„Weniger ist viel“, diese Abwandlung des Spruches „Weniger ist mehr“ passt eigentlich auf alles, was in der Opera stabile der Staatsoper Hamburg geboten wird. So auch auf die neueste Produktion, Händel’s Factory, die am 12.11.2023 die lange umjubelte, aber leider letzte Vorstellung der einzigen Aufführungsserie hatte. Vorlage für dieses Stück von Christoph Klimk, mit der Händel nachempfunden Musik von Johannes Harneit ist Stefan Zweigs Händels Auferstehung. Herausgekommen sind 75 Minuten grandiose, informative und abwechslungsreiche Unterhaltung, der eine sich oft wandelnde Festtafel als einziges Bühnenbild dient. Faszinierend, innovativ, fantasievoll – anders kann man das Konzept von Adriana Altaras (Regie) und Eva-Maria Henschkowsk und Lolita Dolores Hindenberg (alias Georg & Paul /Bühne/Kostüme) nicht nennen.
Gustav Peter Wöhler, brillierte in der Titelrolle. Die sehr intime Atmosphäre der Opera Stabile ermöglicht(e) es dem Publikum seine hervorragende Leistung aus nächster Nähe zu erleben, wie auch die seiner Kolleg*innen. Einigen mag diese Formulierung vielleicht ähnlich abgegriffen scheinen, wie die berühmten drei magischen Worte, mit denen man tiefe Zuneigung ausdrückt, aber …
Aber es ist einfach so, Wöhler scheint Rollen wirklich zu „leben.“ Seine Mimik, seine Gestik und vieles mehr verleiht seinem Händel Authentizität und hilft dabei, dass man sich in dieses Genie und seine „Macken“ einzufühlen konnte.

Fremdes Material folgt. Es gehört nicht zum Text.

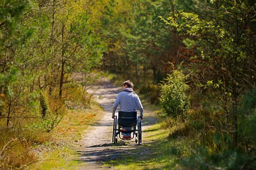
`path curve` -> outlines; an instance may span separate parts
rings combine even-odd
[[[119,139],[117,143],[112,142],[113,119],[112,107],[117,94],[121,91],[120,87],[115,87],[105,80],[103,84],[96,87],[94,96],[95,99],[105,111],[98,123],[93,125],[84,132],[82,137],[82,146],[78,151],[79,155],[79,167],[77,170],[106,169],[103,165],[105,162],[118,159],[123,154],[132,154],[133,149],[136,149],[147,142],[143,140],[144,131],[157,121],[157,117],[144,107],[143,117],[142,121],[142,143],[136,144],[134,139],[130,141],[123,141]],[[143,148],[142,156],[147,156],[150,149]],[[116,169],[107,167],[108,169]]]

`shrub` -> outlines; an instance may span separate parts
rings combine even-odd
[[[175,70],[168,76],[160,84],[159,101],[164,112],[176,117],[188,109],[189,102],[186,91],[189,86],[185,84],[186,77],[181,72]]]

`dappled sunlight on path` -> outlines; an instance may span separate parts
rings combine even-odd
[[[123,141],[119,139],[117,143],[112,142],[113,119],[112,119],[112,107],[120,87],[113,86],[109,82],[96,87],[93,90],[96,99],[105,110],[102,115],[100,121],[91,126],[84,132],[81,140],[83,145],[77,151],[79,158],[76,161],[79,166],[77,170],[115,169],[113,167],[106,167],[103,164],[106,161],[122,158],[123,154],[132,156],[138,154],[138,148],[143,147],[147,141],[143,140],[143,132],[155,124],[157,117],[144,108],[144,119],[142,120],[142,143],[136,144],[134,139]],[[145,107],[144,107],[145,108]],[[142,158],[146,158],[150,149],[143,148],[140,153]]]

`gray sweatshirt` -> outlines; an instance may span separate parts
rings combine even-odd
[[[139,110],[140,116],[143,117],[143,107],[139,96],[133,92],[132,89],[126,91],[123,91],[117,95],[113,105],[112,116],[115,116],[117,106],[120,105],[120,111],[128,112]]]

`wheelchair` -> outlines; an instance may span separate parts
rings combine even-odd
[[[117,142],[118,137],[124,140],[120,136],[121,133],[131,133],[131,138],[125,140],[135,137],[136,143],[141,143],[141,119],[139,116],[137,117],[137,112],[118,112],[118,119],[117,116],[114,119],[112,142]]]

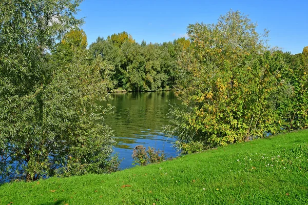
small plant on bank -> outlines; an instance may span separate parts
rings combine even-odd
[[[132,155],[134,163],[144,166],[148,163],[161,162],[165,160],[166,156],[163,151],[158,151],[149,147],[148,150],[142,145],[138,145],[133,148]]]
[[[180,151],[181,154],[199,152],[206,149],[204,143],[198,141],[192,141],[187,143],[176,141],[175,147]]]

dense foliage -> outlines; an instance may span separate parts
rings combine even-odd
[[[89,47],[94,58],[102,56],[114,68],[110,90],[150,91],[169,90],[178,78],[178,55],[188,46],[184,38],[173,43],[137,43],[126,32],[107,39],[98,38]]]
[[[216,24],[188,26],[176,87],[184,108],[172,108],[169,128],[183,143],[216,147],[307,127],[305,50],[288,63],[268,51],[256,26],[231,11]]]
[[[231,11],[190,25],[189,39],[139,44],[123,32],[88,49],[81,2],[0,3],[0,181],[117,170],[112,107],[100,105],[112,90],[176,88],[183,105],[168,129],[184,153],[308,127],[308,47],[269,51],[267,32]],[[142,147],[133,156],[164,158]]]
[[[109,81],[101,78],[105,63],[88,60],[78,30],[62,38],[54,55],[45,54],[82,23],[73,16],[80,2],[0,3],[2,182],[117,169],[112,133],[102,122],[111,107],[96,103],[109,97]]]

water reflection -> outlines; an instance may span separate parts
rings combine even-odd
[[[112,94],[108,103],[116,107],[114,114],[107,116],[106,122],[114,130],[117,145],[115,152],[124,160],[121,168],[131,167],[132,149],[137,145],[164,150],[167,156],[176,156],[171,142],[162,133],[167,125],[169,106],[167,100],[179,104],[172,92]]]

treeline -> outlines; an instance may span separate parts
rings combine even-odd
[[[267,32],[256,26],[232,11],[217,24],[188,26],[191,45],[179,58],[176,87],[183,106],[172,107],[167,128],[179,147],[207,148],[308,127],[308,47],[296,55],[271,50]]]
[[[0,182],[117,170],[112,108],[102,106],[115,89],[175,88],[183,105],[167,130],[182,148],[308,127],[308,47],[270,50],[267,33],[231,11],[190,25],[189,39],[138,44],[124,32],[88,49],[81,2],[0,4]]]
[[[89,46],[93,58],[101,56],[112,68],[109,89],[153,91],[171,89],[178,78],[177,57],[190,44],[185,38],[173,42],[135,42],[125,32],[106,39],[99,37]]]

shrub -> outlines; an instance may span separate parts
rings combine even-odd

Alle Fotorechte: H.J. Michel
Berührend auch seine Stimme, wenn er „Lascia ch’io pianga“ anstimmt, das „Leitmotiv“ dieses Abends. Aber auch Andreas Seifert, wie auch Wöhler auf Bühne gleichermaßen wie auf TV- und Filmleinwänden zu Hause, überzeugt in der Dreifachrolle als die beiden Händel Schüler Johann Christoph Schmidt (der Ältere wie auch der Jüngere) und als Andy Warhol. Warhol, wie Händel ein außergewöhnliches, gefeiertes Genie, taucht am Ende in einer Art Utopie auf, in der beide aufeinander treffen und zusammen mit den anderen Darstellern im Finale das „Hallelujah“ anstimmen.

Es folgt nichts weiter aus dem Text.